MARC MARQUEZ STÄRKT IM SOMMERURLAUB SEINE RECHTE ARMKRAFT, WÄHREND HERZFREQUENZ EINEN FORTSCHRITT SIGNALISIERT
2h ago·

Marc Marquez hat klar gemacht, was er sich in der MotoGP-Sommerpause vorgenommen hat: Er will seine Kraft in der rechten Schulter und im rechten Arm wieder aufbauen.
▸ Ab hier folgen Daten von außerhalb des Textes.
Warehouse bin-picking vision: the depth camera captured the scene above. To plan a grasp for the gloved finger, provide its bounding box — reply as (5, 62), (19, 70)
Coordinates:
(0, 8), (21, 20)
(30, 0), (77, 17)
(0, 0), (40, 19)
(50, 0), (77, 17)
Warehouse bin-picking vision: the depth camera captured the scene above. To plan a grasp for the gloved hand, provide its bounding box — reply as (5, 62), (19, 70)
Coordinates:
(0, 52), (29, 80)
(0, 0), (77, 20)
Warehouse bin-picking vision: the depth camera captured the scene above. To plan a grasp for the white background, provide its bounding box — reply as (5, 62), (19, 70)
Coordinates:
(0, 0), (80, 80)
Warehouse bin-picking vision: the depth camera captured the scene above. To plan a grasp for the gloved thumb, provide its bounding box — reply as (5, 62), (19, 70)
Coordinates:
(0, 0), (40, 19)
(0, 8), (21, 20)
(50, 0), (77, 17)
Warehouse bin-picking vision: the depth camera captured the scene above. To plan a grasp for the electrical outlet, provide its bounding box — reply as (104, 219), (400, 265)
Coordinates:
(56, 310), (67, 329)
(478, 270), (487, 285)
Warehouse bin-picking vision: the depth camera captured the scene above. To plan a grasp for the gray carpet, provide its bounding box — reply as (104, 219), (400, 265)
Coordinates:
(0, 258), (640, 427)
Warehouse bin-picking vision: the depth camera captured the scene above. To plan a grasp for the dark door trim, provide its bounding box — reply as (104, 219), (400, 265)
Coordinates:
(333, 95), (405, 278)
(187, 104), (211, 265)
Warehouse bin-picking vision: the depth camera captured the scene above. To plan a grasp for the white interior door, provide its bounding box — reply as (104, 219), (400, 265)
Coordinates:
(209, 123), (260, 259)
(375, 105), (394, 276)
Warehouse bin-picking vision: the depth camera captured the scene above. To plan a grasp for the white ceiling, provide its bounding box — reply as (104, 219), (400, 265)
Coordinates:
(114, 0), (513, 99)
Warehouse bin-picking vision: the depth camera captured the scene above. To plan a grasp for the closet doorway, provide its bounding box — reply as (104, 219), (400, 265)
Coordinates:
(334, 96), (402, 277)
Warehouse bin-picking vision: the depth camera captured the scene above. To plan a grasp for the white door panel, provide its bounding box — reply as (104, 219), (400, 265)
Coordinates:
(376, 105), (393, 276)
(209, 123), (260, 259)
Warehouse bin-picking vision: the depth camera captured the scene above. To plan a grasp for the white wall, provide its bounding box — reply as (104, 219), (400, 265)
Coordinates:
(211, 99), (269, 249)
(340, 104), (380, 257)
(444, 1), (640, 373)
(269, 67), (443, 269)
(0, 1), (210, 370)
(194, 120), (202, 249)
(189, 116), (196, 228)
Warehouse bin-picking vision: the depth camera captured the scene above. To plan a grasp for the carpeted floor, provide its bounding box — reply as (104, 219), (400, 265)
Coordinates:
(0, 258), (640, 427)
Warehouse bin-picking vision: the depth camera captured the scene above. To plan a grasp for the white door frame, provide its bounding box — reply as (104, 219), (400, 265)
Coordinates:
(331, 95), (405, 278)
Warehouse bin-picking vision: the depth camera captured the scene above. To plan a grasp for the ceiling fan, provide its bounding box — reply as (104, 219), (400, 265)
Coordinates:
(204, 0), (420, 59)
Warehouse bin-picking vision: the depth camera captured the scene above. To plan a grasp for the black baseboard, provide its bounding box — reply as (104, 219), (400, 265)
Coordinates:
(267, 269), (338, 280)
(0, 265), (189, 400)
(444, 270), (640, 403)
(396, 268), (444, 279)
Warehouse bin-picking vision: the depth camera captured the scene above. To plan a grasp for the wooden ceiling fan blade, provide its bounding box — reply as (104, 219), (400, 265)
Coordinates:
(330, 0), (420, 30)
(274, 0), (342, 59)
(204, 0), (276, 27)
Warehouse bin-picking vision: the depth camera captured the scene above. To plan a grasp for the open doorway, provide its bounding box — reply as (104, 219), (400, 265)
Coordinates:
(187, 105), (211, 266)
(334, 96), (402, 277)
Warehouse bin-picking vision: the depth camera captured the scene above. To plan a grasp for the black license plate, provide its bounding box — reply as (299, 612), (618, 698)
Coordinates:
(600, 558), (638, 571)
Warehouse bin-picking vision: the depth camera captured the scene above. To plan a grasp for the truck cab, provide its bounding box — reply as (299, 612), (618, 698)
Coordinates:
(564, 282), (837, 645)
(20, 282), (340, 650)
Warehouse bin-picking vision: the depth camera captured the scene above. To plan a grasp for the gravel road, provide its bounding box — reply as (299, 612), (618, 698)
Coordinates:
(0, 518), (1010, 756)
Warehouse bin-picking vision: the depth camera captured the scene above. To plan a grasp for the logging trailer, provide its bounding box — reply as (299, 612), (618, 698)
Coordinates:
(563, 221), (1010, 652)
Nach dem doppelten Erfolg am Sachsenring sagte der amtierende Weltmeister, dass Motorrad, Team und seine Einstellung bereits stimmen, sein Körper aber noch Arbeit brauche, wenn er in diesem Sommer wirklich einen Schritt nach vorn machen will. „Das Bike funktioniert, ebenso das Team und meine Mentalität. Ich muss an meinem Körper arbeiten, um in diesem Sommer einen Schritt nach vorn zu machen; meine Ferien werden kürzer“, sagte Marquez. Dabei nannte er den rechten Arm als den wichtigsten Verbesserungsbereich: „Der rechte Arm. Das ist der einzige Punkt, den ich verbessern muss.“
Marquez beschrieb außerdem die körperliche Herausforderung, mit der er seit seiner Verletzung und der Operation zur Entlastung eines eingeklemmten Radialnervs zu kämpfen hat. Er sagte, dass er inzwischen keine Taubheit und keine Schmerzen mehr habe, ihm aber weiterhin Kraft und Muskulatur im betroffenen Bereich fehlten. „Zum Glück habe ich jetzt keine Taubheit [nach der OP zur Entlastung eines eingeklemmten Radialnervs], ich habe keine Schmerzen. Mir fehlt nur die Kraft, mir fehlt die Muskulatur“, erklärte er. Durch dieses Defizit habe er mit anderen Körperteilen kompensiert, was er mit allgemeiner Müdigkeit in Verbindung brachte. „Ich kompensiere mit anderen Teilen meines Körpers, daher ist es allgemeine Müdigkeit.“
Als möglicher Gradmesser für seinen Fortschritt nannte Marquez seine Herzfrequenz während der Rennen. Er hatte zuvor Reportern in Brno gesagt, dass seine Herzfrequenz in dieser Saison „so hoch war wie noch nie“. Der Grund dafür sei, dass sein Körper härter arbeiten müsse, um die Stärke auszugleichen, die er mit dem rechten Arm noch nicht erzeugen könne. „Es stimmt auch, dass meine Herzfrequenz – weil wir wissen, wie hoch die Herzfrequenz in den Rennen ist – seit meiner Rückkehr von der Verletzung höher ist als je zuvor. Aber zu Hause ist sie niedriger als je zuvor. Das bedeutet also: Wenn ich das Motorrad fahre, kompensiere ich mit anderen Dingen für das, was mir im rechten Arm fehlt.“
Sein Ansatz ist, die Pause zu nutzen, um „einige Muskeln zu wecken, die gerade schlafen“. Wenn diese Arbeit sich auszahlt, glaubt er, in der zweiten Saisonhälfte erneut um den Titel kämpfen zu können. Bis zum Beginn der Pause hatte er seinen Rückstand in der Weltmeisterschaft bereits von 102 Punkten auf 18 reduziert.